Im 9.Jahrhundert (n. Chr.) beschloss der damalige Papst, am 1.November auch im Christentum Verstorbenen zu gedenken und führte den Tag der Heiligen ein.
So entstand Allerheiligen, auf englisch "all hallows".
Der Abend vor Allerheiligen - "all hallows evening"- wurde irgendwann zu "Halloween".
Zu Allerheiligen gedenken wir den Verstorbenen Seelen, besuchen ihre Gräber, erinnern uns an sie und lassen sie dadurch "aufleben" und in unserem Herzen leben.
Ein typisches Gericht ist auch heute noch der Allerheiligen Striezel, welcher wie ein Zopf geflochten wird und daran erinnert, als die Frauen sich aus Trauer den Haar-Zopf abschnitten.

Allerseelen

In der römisch katholischen Kirche ist der 2.November der "Tag des Gedenkens aller heiligen und verstorbenen Gläubigen". Es wird an die Heiligen und Märtyrer, sowie an alle verstorbenen gläubigen Seelen gedacht.

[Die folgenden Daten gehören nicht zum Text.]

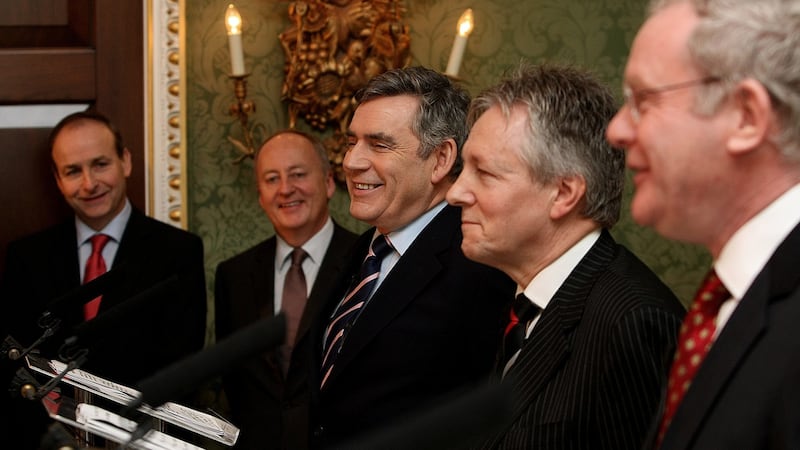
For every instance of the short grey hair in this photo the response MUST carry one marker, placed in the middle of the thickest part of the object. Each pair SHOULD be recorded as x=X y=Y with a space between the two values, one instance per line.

Durch Gebete, Fürbitten und Almosen, wird an die armen Seelen gedacht und die Seelen der Verstorbenen steigen vom Fegefeuer auf.
Vor allem in den Alpenländern gibt es bis heute noch zahlreiche Volksbräuche.
Im evangelischen Glauben wird der 2.November als "Buß- und Betttag" bezeichnet und ist ein Festtag für alle Verstorbenen. Seelenlichter werden entzündet und man erzählt sich Geschichten von den Verstorben.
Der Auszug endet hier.